MP: I don’t know specifically. But my general understanding is that local municipalities and Honeywell.
DJ: So it’s a settled area?
MP: Correct
DJ: A judge sitting in Syracuse could take judicial notice that it is settled the way I can take judicial notice that Queens is settled?
MP: Correct, there are roads, parking lots, things of that nature. So the longstanding distinctly non-Indian character the area and its inhabitants is the same, the place is not a component of a reservation or anything along those lines, so that 2nd factor is the same. The infrastructure and private development in the area spanning generations; there is no doubt that Honeywell and the local municipalities have developed the area to varying degrees, that is the same; (4) the longstanding regulatory authority constantly exercised by the state of New York and its counties and towns over the claimed lands, that’s the same. Those local municipalities and the state have governed the region for 200 years; (5) the degree to which the claims disrupt long settled expectations; long settled are not just houses. The expectation that this is land that everyone is equally entitled to use. And land that is freely saleable, land that companies like Honeywell can build developments on, conduct their business, and be certain that their sovereign yesterday is going to be their sovereign tomorrow and there isn’t going to be a fundamental change as to who’s regulatory authority governs their business. So I think even if we do consider 1 treaty concerning 1 parcel of land, there are still facts that may be judicially noticed that arrive at the same conclusion.
DJ: Thank you
JH: Just to clarify, Onondaga Lake is owned entirely by Honeywell and the county.

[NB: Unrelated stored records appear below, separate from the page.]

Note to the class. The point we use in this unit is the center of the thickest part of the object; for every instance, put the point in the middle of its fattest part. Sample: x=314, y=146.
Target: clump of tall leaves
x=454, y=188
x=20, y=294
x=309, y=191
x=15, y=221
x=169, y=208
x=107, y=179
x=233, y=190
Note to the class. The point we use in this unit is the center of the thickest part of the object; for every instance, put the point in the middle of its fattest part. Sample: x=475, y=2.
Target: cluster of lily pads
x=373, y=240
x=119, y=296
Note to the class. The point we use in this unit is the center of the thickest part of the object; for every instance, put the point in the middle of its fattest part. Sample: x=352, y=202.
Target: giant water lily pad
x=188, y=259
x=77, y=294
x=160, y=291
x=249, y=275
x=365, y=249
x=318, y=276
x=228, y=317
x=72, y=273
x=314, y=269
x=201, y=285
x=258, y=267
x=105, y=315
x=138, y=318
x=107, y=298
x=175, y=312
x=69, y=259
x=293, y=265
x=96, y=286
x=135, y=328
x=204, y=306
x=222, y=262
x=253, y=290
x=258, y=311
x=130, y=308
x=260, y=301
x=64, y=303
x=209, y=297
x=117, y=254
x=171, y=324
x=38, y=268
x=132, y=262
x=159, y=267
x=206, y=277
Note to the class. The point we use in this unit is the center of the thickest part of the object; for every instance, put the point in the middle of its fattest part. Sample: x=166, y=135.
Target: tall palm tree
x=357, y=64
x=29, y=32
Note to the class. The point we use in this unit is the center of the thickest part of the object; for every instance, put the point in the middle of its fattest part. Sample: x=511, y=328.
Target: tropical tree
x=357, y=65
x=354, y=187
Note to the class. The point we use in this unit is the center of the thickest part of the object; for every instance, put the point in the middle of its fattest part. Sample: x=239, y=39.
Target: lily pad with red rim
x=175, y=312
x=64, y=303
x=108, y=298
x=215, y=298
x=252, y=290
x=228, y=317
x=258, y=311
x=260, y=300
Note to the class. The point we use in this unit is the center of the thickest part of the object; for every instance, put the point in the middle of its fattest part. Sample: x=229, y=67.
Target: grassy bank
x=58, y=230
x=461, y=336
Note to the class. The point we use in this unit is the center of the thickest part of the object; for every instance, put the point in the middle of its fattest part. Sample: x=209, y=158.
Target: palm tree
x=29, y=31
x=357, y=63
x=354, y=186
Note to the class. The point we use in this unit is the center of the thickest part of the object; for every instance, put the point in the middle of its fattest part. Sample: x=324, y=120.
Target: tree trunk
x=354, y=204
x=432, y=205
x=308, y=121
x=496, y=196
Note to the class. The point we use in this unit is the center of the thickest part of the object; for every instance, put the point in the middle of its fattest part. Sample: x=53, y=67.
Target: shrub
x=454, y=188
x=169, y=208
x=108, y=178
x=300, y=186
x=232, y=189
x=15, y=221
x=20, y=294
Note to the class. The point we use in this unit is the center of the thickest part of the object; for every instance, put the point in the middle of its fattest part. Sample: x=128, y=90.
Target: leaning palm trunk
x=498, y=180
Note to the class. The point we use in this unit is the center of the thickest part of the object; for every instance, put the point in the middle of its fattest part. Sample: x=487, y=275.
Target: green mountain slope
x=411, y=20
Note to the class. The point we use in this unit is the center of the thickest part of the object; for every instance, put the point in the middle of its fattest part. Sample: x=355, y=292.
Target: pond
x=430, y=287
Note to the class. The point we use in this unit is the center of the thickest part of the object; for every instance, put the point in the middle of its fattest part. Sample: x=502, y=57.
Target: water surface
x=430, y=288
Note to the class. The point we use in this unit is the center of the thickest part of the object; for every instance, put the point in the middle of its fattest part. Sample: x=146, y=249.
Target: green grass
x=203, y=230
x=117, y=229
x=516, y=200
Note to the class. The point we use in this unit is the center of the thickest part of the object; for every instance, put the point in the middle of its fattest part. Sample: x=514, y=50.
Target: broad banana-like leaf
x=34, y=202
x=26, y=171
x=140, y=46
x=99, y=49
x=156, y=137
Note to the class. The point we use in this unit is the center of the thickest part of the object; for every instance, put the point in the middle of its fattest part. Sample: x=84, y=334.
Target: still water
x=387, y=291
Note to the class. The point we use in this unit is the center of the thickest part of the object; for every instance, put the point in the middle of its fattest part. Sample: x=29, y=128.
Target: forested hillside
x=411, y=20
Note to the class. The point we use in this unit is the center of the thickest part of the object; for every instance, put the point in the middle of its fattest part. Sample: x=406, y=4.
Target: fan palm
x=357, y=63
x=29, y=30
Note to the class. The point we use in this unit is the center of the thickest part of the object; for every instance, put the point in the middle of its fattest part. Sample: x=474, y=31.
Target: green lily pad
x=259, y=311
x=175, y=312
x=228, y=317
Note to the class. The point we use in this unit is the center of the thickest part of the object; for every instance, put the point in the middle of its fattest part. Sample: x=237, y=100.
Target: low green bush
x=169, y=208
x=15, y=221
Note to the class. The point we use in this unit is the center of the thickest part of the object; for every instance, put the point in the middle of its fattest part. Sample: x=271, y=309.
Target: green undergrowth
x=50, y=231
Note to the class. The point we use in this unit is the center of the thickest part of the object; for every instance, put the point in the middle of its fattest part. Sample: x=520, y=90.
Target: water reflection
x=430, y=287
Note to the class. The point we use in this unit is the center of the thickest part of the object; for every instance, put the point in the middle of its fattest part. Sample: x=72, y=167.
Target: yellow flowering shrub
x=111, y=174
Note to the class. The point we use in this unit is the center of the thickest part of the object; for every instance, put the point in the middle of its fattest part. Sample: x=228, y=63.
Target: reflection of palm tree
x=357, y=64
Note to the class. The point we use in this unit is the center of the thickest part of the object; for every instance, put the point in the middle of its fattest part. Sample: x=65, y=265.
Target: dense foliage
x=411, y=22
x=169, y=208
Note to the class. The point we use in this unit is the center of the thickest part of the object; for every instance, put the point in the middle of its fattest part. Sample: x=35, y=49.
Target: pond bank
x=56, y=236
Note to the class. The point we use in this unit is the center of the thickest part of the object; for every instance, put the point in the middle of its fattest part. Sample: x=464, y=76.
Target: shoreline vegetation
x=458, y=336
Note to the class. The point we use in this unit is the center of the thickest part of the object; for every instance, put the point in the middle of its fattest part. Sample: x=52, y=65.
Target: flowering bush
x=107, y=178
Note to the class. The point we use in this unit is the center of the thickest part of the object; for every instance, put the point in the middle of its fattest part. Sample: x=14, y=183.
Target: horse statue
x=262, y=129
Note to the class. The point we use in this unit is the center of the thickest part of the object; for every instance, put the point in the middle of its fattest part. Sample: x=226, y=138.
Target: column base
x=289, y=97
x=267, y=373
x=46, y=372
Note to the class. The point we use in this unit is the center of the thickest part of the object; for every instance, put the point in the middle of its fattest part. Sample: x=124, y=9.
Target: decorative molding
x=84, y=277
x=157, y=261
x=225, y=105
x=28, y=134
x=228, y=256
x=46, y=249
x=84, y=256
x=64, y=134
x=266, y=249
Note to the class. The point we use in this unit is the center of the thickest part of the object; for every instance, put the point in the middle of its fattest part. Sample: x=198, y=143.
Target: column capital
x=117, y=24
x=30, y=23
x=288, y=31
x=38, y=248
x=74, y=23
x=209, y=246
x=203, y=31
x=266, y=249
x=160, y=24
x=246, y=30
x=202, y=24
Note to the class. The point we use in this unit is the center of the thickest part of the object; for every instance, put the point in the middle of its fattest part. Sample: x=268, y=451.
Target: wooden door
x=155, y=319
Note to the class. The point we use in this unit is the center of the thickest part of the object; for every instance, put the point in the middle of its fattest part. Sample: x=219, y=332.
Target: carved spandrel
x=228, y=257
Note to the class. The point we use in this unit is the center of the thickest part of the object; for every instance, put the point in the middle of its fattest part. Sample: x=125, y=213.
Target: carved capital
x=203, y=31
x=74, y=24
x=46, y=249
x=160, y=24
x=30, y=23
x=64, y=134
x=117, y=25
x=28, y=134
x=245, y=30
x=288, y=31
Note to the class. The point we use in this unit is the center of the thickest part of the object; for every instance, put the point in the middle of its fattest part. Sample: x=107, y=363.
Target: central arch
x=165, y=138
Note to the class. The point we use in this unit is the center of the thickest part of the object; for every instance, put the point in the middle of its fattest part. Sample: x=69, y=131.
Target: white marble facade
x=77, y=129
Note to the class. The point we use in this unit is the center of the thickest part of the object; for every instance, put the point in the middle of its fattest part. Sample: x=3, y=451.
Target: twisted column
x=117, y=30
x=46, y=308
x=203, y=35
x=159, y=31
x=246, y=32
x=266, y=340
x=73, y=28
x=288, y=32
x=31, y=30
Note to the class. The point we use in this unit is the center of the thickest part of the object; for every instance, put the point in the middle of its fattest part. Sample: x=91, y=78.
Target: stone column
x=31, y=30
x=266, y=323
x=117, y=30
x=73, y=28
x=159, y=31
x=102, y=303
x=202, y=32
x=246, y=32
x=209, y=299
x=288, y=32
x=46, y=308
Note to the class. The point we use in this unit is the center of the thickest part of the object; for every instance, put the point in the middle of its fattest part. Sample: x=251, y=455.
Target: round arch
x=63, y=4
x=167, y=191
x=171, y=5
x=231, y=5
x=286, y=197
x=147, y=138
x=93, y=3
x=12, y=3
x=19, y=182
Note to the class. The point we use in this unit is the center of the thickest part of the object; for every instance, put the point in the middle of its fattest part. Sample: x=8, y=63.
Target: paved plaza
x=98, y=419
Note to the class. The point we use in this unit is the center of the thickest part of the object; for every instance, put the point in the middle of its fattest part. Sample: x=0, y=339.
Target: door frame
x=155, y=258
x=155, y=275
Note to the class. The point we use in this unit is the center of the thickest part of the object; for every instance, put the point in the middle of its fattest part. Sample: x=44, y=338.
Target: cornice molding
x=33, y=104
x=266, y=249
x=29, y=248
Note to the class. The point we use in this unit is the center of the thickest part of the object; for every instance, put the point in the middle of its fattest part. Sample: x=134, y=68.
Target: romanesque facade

DJ: You’re talking about the Lake, but I understood you’d be talking about the 1 mile circumference around the Lake; that’s not owned entirely?
JH: There are other landowners further away. So let’s look at these defendants because this court has ruled that a quiet title action should only affect the parties, it should not affect non-parties. The facts just read by counsel do not fit that precise area. To say that Honeywell developed this land is absurd. There are hundreds of acres of wastebeds, industrial waste piled 80 feet high along the shores of Onondaga Lake. 40% of the Lake has been filled in by this industrial waste. This unique area…
DJ: Yes but that would be like saying land is not developed because someone built a parking lot on it. That is a form of development. I mean ruining the land is occupying it and developing it, it’s just doing it in a certain way.
JH: What this exchange shows, your honor, is that facts matter, and we’re really eager to prove our facts in this matter.